Asked by Anonymous at 1:55 PM on Nov. 23, 2010 in Relationships

Answers (10)
  • Crappy situation, I would be sad too. Good luck and sorry people suck.
    bjojola

    Answer by bjojola at 1:59 PM on Nov. 23, 2010

  • No poor kids! Why don't you write a journal of wonderful memories of their mother and give it to them? I am sure they would cherish it very much.
    bjane01

    Answer by bjane01 at 1:59 PM on Nov. 23, 2010

  • It is not wrong of you to have some sympathy for the children whose mom you knew so well. Im sorry it is a painful situation.

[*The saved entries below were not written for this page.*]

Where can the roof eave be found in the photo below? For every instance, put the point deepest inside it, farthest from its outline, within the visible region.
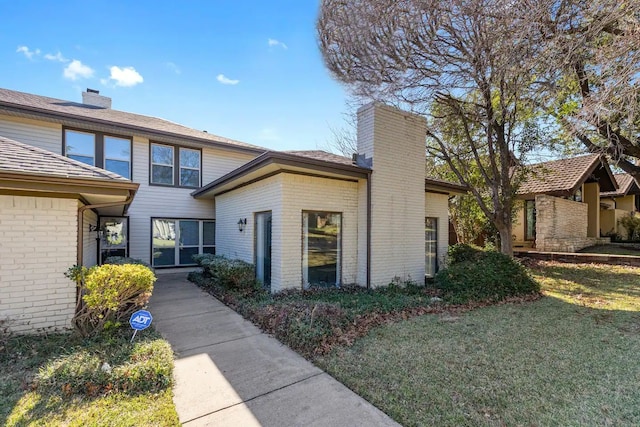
(18, 108)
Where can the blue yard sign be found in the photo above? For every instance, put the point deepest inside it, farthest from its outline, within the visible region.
(140, 320)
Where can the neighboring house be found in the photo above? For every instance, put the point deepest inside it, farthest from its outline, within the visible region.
(615, 205)
(303, 217)
(561, 204)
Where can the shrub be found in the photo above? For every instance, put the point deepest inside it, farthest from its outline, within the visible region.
(491, 276)
(121, 260)
(229, 273)
(462, 252)
(632, 224)
(110, 293)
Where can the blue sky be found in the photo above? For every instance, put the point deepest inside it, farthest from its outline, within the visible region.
(248, 70)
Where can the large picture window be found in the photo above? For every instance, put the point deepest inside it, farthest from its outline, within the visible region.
(321, 248)
(175, 166)
(112, 153)
(431, 246)
(175, 241)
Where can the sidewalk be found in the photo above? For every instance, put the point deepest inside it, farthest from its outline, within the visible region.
(228, 373)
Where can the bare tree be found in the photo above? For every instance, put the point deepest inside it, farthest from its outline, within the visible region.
(591, 63)
(456, 62)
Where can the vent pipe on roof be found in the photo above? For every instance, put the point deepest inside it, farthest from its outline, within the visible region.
(92, 97)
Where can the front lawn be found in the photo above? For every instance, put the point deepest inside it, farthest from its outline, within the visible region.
(61, 379)
(570, 358)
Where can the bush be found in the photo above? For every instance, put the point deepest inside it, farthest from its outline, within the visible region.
(110, 294)
(632, 224)
(231, 274)
(486, 276)
(121, 260)
(462, 252)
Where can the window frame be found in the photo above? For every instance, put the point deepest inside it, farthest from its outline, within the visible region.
(176, 256)
(176, 165)
(99, 157)
(339, 237)
(436, 240)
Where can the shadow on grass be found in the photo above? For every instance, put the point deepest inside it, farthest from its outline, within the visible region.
(52, 374)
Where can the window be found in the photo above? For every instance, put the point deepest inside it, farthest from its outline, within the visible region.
(97, 149)
(321, 248)
(177, 166)
(530, 220)
(175, 241)
(161, 164)
(431, 246)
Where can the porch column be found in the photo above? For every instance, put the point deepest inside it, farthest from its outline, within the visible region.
(591, 196)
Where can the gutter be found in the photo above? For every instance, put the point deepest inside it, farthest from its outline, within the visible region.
(80, 243)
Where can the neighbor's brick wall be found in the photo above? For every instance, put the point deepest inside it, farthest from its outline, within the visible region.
(38, 245)
(561, 225)
(437, 205)
(395, 141)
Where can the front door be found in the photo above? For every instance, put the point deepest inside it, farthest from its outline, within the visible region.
(114, 237)
(263, 248)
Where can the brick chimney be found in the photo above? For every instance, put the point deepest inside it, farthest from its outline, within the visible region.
(393, 142)
(92, 97)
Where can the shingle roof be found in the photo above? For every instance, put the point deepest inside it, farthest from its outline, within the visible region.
(559, 175)
(625, 183)
(18, 157)
(43, 104)
(322, 155)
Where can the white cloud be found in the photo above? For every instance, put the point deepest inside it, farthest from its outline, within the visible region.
(226, 80)
(27, 52)
(57, 57)
(173, 67)
(77, 70)
(269, 134)
(126, 76)
(274, 42)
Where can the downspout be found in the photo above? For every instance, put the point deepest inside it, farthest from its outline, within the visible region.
(80, 243)
(369, 229)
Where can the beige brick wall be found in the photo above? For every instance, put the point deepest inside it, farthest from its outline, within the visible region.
(38, 245)
(395, 140)
(286, 196)
(561, 225)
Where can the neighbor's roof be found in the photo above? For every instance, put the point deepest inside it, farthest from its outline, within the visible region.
(563, 176)
(626, 185)
(28, 105)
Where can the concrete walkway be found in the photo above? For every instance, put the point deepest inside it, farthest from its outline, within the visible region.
(228, 373)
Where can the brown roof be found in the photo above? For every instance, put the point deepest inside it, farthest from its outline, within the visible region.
(22, 158)
(58, 109)
(563, 176)
(626, 185)
(322, 155)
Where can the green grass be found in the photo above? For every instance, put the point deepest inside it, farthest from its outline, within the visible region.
(56, 380)
(570, 358)
(612, 249)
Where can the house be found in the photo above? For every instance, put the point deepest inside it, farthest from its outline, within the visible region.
(561, 204)
(615, 205)
(303, 217)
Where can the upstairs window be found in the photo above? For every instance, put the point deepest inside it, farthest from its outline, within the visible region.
(175, 166)
(112, 153)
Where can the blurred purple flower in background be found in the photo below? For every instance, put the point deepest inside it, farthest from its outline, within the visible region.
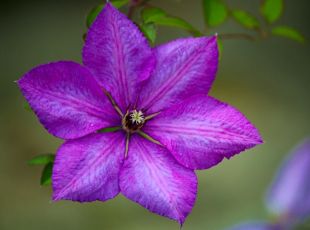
(289, 195)
(166, 124)
(257, 225)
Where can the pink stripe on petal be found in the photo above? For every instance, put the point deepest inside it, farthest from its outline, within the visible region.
(201, 131)
(87, 169)
(67, 99)
(153, 179)
(118, 55)
(185, 67)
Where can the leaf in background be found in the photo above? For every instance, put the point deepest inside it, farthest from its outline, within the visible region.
(245, 19)
(149, 30)
(215, 12)
(93, 14)
(159, 17)
(42, 159)
(288, 32)
(152, 14)
(96, 10)
(271, 10)
(46, 177)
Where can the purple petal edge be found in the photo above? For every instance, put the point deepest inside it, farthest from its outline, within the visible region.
(153, 179)
(201, 131)
(87, 169)
(67, 99)
(118, 55)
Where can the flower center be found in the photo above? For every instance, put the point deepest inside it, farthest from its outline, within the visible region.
(133, 120)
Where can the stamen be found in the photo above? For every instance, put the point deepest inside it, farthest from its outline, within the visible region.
(137, 117)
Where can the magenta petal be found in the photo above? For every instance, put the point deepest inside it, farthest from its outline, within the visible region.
(118, 54)
(185, 67)
(66, 99)
(289, 194)
(151, 177)
(201, 131)
(87, 169)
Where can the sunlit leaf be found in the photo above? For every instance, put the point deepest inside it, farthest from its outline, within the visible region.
(119, 3)
(152, 14)
(42, 159)
(288, 32)
(215, 12)
(245, 19)
(92, 15)
(271, 9)
(159, 17)
(149, 30)
(46, 177)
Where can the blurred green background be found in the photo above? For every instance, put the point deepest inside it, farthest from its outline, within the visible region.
(267, 80)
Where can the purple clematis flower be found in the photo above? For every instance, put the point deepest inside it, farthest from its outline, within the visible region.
(258, 225)
(289, 194)
(167, 124)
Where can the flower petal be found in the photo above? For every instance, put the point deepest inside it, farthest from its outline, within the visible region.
(153, 179)
(289, 194)
(118, 54)
(184, 68)
(67, 100)
(201, 131)
(87, 169)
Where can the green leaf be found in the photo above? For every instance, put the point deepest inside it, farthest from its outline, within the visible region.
(149, 30)
(46, 177)
(159, 17)
(42, 159)
(245, 19)
(152, 14)
(119, 3)
(92, 15)
(215, 12)
(271, 10)
(288, 32)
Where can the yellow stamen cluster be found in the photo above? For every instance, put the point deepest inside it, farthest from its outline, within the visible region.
(137, 117)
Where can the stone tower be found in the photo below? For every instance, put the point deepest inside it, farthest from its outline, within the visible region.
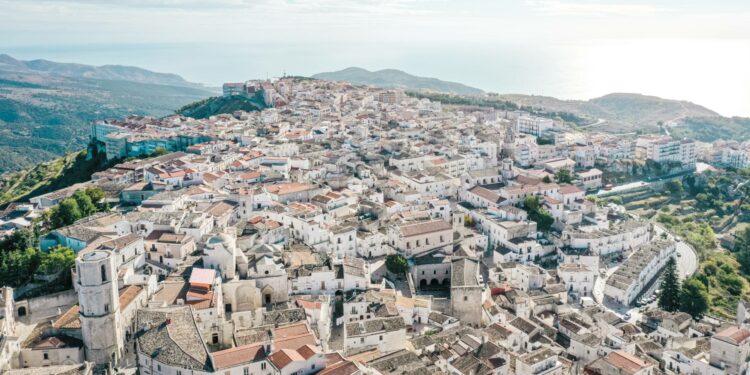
(99, 302)
(507, 169)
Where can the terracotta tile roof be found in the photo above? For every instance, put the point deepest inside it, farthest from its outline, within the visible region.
(128, 294)
(628, 363)
(295, 342)
(241, 354)
(307, 351)
(340, 368)
(69, 320)
(570, 189)
(431, 226)
(734, 334)
(290, 330)
(284, 357)
(202, 276)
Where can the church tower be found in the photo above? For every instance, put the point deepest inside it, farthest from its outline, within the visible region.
(99, 303)
(507, 169)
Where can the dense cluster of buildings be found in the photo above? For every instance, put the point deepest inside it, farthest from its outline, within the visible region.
(258, 243)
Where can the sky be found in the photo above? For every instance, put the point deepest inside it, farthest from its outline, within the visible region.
(694, 50)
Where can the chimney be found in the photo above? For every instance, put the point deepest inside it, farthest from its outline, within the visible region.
(269, 342)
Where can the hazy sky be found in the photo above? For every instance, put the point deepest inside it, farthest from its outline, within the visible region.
(697, 50)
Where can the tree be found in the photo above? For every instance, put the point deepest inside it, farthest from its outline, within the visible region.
(674, 187)
(531, 203)
(694, 298)
(159, 151)
(669, 300)
(563, 176)
(96, 194)
(542, 217)
(59, 258)
(742, 251)
(66, 213)
(17, 267)
(396, 263)
(85, 205)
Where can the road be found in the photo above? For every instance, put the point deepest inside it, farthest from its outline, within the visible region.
(687, 264)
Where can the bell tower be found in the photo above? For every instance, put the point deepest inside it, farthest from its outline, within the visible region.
(99, 303)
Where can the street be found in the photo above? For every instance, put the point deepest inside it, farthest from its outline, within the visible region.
(687, 264)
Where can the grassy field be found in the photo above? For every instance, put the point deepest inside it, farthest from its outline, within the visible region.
(56, 174)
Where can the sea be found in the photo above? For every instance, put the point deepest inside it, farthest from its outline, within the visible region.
(714, 73)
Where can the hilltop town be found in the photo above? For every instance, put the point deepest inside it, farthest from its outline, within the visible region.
(357, 230)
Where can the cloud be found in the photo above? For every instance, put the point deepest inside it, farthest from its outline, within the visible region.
(592, 8)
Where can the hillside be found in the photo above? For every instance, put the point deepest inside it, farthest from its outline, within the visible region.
(397, 79)
(220, 104)
(105, 72)
(709, 129)
(619, 112)
(55, 174)
(46, 108)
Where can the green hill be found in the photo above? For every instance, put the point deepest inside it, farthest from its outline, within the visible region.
(222, 104)
(709, 129)
(55, 174)
(46, 108)
(392, 78)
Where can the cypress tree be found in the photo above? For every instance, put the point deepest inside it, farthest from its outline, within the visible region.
(669, 300)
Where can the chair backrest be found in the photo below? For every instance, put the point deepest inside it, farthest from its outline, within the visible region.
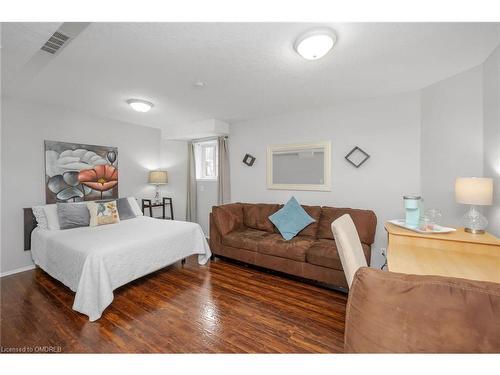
(348, 246)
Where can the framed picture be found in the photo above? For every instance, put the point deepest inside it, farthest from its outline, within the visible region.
(77, 172)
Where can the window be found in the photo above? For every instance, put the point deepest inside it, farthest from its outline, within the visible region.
(206, 160)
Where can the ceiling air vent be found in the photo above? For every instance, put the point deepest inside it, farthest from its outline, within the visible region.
(55, 42)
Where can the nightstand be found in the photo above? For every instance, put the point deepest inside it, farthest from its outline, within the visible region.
(148, 204)
(456, 254)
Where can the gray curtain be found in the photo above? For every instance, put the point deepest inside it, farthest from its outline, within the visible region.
(224, 187)
(192, 204)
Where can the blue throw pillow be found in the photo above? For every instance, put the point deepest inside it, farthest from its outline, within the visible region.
(291, 219)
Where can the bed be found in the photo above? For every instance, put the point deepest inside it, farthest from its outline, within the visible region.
(94, 261)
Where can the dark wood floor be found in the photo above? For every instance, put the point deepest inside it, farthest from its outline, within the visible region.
(219, 308)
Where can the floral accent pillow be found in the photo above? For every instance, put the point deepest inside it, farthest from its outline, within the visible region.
(102, 213)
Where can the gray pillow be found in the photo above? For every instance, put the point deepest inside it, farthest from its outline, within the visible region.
(124, 210)
(73, 215)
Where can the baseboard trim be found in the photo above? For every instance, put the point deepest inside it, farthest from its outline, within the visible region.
(17, 270)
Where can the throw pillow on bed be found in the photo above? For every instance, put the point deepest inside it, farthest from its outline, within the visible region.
(291, 219)
(72, 215)
(102, 213)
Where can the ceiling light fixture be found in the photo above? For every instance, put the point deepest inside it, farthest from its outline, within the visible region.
(140, 105)
(314, 44)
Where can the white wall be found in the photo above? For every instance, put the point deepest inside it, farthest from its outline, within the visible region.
(452, 140)
(24, 128)
(387, 128)
(207, 198)
(174, 160)
(491, 95)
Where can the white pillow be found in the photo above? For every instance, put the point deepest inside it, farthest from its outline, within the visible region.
(51, 215)
(40, 217)
(135, 206)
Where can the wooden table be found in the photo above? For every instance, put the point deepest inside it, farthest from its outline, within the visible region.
(456, 254)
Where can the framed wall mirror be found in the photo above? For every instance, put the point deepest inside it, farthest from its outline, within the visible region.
(305, 166)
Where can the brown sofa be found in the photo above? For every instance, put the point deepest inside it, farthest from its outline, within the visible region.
(396, 313)
(242, 231)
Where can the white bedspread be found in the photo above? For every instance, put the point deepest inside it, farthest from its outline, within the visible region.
(94, 261)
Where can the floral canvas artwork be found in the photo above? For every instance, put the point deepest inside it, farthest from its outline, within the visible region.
(77, 172)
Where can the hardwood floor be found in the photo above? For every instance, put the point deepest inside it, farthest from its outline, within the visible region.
(219, 308)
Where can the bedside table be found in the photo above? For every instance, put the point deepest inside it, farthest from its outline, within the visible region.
(456, 254)
(148, 204)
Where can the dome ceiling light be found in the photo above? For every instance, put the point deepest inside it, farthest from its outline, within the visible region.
(140, 105)
(316, 43)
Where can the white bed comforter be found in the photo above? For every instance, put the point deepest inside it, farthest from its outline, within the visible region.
(94, 261)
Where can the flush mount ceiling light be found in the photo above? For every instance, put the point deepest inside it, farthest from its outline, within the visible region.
(140, 105)
(315, 44)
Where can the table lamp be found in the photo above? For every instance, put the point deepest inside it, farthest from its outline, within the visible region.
(474, 191)
(157, 178)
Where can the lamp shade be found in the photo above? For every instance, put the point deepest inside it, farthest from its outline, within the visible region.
(474, 190)
(158, 177)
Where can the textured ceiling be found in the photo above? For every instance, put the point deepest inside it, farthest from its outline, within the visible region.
(250, 69)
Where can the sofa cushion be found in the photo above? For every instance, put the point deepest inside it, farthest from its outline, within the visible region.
(256, 216)
(228, 217)
(291, 219)
(364, 220)
(247, 238)
(294, 249)
(312, 229)
(324, 253)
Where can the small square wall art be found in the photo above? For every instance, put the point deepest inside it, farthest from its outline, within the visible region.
(76, 172)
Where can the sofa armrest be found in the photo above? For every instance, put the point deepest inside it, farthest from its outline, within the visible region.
(390, 312)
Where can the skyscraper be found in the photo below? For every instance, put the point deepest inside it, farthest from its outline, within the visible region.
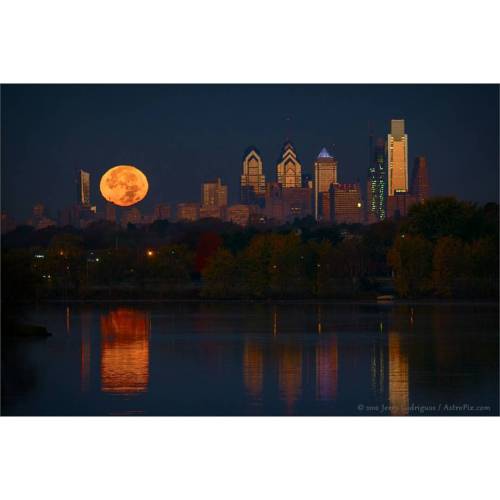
(420, 185)
(288, 168)
(214, 194)
(253, 181)
(110, 212)
(162, 212)
(83, 188)
(346, 205)
(325, 175)
(376, 188)
(397, 158)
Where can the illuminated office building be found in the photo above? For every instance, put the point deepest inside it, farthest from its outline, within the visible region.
(420, 185)
(288, 168)
(346, 205)
(287, 204)
(240, 213)
(397, 158)
(325, 175)
(83, 188)
(399, 204)
(131, 216)
(110, 212)
(253, 180)
(210, 212)
(188, 211)
(162, 212)
(376, 189)
(214, 194)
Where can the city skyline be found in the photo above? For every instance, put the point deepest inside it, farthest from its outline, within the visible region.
(52, 131)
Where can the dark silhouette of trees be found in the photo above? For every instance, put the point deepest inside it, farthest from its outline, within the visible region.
(444, 248)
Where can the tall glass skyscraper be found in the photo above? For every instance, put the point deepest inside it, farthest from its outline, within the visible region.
(397, 158)
(420, 185)
(253, 180)
(83, 188)
(325, 175)
(289, 169)
(376, 189)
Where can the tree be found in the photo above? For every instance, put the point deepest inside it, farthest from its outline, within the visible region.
(449, 266)
(219, 275)
(439, 217)
(411, 260)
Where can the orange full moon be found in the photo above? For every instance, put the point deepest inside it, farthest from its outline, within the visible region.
(124, 185)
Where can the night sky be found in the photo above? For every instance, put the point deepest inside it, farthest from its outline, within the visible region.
(181, 135)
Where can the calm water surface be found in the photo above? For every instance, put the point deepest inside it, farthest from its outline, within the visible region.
(257, 359)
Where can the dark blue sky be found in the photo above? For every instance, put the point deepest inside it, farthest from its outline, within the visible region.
(180, 135)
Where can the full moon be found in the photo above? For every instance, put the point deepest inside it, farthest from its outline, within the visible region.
(124, 185)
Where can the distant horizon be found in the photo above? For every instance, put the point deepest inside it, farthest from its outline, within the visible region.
(182, 135)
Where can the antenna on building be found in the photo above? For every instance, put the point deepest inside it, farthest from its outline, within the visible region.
(288, 121)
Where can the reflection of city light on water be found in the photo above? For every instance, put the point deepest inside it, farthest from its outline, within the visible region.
(327, 364)
(290, 374)
(398, 376)
(253, 370)
(124, 351)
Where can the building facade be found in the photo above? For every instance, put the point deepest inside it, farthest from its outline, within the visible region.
(83, 188)
(211, 212)
(397, 158)
(288, 168)
(110, 212)
(420, 186)
(346, 204)
(188, 211)
(376, 185)
(253, 180)
(162, 212)
(325, 175)
(240, 213)
(214, 194)
(399, 204)
(131, 216)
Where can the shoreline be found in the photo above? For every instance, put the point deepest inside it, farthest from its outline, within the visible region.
(395, 301)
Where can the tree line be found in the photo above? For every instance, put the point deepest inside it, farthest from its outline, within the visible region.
(443, 248)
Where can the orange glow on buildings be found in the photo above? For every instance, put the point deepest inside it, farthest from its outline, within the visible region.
(397, 158)
(253, 370)
(398, 376)
(124, 351)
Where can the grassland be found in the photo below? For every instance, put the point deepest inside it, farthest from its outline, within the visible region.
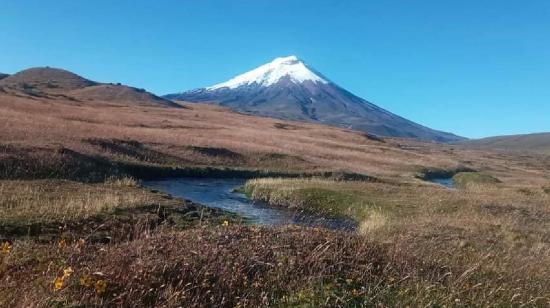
(65, 168)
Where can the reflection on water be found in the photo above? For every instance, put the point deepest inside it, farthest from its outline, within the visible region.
(219, 193)
(446, 181)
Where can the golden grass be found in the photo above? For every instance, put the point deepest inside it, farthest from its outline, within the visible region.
(45, 201)
(498, 235)
(491, 243)
(304, 147)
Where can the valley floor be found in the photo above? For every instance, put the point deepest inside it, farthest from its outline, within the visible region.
(76, 229)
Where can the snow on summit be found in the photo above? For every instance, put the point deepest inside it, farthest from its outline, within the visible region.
(272, 72)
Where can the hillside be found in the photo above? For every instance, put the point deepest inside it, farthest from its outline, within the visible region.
(287, 88)
(120, 93)
(49, 82)
(77, 228)
(45, 79)
(539, 142)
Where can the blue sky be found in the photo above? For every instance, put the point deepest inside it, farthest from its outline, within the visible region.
(475, 68)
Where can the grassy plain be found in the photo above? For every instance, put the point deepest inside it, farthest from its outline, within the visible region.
(65, 168)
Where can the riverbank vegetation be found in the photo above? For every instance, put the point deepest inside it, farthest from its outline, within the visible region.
(76, 229)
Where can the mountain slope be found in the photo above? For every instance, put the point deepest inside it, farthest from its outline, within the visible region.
(49, 82)
(539, 143)
(287, 88)
(46, 79)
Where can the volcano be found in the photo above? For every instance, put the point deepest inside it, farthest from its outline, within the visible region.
(287, 88)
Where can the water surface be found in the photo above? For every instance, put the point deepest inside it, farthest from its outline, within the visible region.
(219, 193)
(444, 181)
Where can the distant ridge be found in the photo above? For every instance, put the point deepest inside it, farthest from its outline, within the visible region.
(537, 142)
(46, 79)
(287, 88)
(43, 81)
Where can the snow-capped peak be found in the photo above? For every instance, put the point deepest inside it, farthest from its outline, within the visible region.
(272, 72)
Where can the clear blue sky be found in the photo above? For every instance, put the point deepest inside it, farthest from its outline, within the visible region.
(473, 67)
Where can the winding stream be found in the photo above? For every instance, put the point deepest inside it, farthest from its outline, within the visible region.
(443, 181)
(219, 193)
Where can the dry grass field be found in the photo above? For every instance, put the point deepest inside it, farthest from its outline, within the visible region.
(63, 164)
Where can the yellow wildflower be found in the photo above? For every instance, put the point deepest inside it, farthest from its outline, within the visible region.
(6, 247)
(86, 281)
(100, 286)
(62, 244)
(67, 272)
(58, 283)
(80, 243)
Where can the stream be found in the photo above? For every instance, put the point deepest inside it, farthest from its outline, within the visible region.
(444, 181)
(219, 193)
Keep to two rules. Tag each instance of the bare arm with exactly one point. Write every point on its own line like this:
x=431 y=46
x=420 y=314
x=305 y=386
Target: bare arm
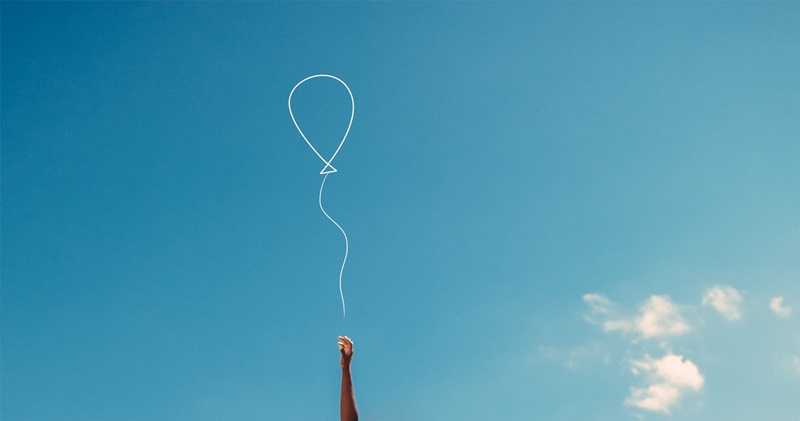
x=347 y=404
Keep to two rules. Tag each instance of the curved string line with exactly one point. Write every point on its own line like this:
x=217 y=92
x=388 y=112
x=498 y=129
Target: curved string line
x=346 y=244
x=350 y=124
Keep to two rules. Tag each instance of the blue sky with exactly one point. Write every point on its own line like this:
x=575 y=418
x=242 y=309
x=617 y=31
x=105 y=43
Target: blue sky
x=572 y=211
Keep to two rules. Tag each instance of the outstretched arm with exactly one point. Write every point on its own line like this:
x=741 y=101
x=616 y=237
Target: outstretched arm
x=347 y=404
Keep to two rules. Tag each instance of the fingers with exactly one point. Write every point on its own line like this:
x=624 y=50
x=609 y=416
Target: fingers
x=345 y=343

All you can do is pray for the kids and hope that they (especially the daughter) will eventually find peace with the wrong that was done to her.
    chanelsparkels

    Answer by chanelsparkels at 2:00 PM on Nov. 23, 2010

  • That is all too much drama, no wonder you are stressed out!
    tasches

    Answer by tasches at 2:23 PM on Nov. 23, 2010

  • I would try to be there for the kids as much as you can. Can you let them know they can email or call or come to you any time about anything? Can they come to your house for Thanksgiving? It's horrible that their Dad acts this way, and I am sure he has been thru his own personal hell with losing a wife, but it's got to be so hard on the kids. You can't change him, all you can do is offer as much love and support as you are able to give and pray for the best.
    MaryMW

    Answer by MaryMW at 2:23 PM on Nov. 23, 2010

  • It's not wrong to care
    admckenzie

    Answer by admckenzie at 2:55 PM on Nov. 23, 2010

  • I'm thinking he is a little too quick to move on. Did he ever seem like the unfaithful type?
    wenona_mandy

    Answer by wenona_mandy at 4:01 PM on Nov. 23, 2010

  • Nope you want the best for your friends kids and seem to be looking out for them...sad situation can you invite them to your own gathernig?
    rebeccadac

    Answer by rebeccadac at 4:37 PM on Nov. 23, 2010

  • They will be going to their grandmothers but they just wanted to be with their dad on thanksgiving for the first time since their mom passed...and yes their has been MANY suspisions of him being unfaithful to my bestfriend being that the woman he started seeing a week later was at my bestfriends funeral...
    Anonymous

    Comment by Anonymous (original poster) at 8:19 PM on Nov. 23, 2010

  • I remember when my aunt passed. It wasn't even a month and my uncle was remarried. Their children were grown and were devastated, I can't imagine how these young children felt! It is not wrong of you to care for the children of someone who meant so much to you! And if you have a relationship with the father maybe you could talk to him on the children's behalf. He needs to know how much these children are hurting, once from the death of their mother and then from the abuse! I also agree with a pp, if they can, let them spend the holiday with you.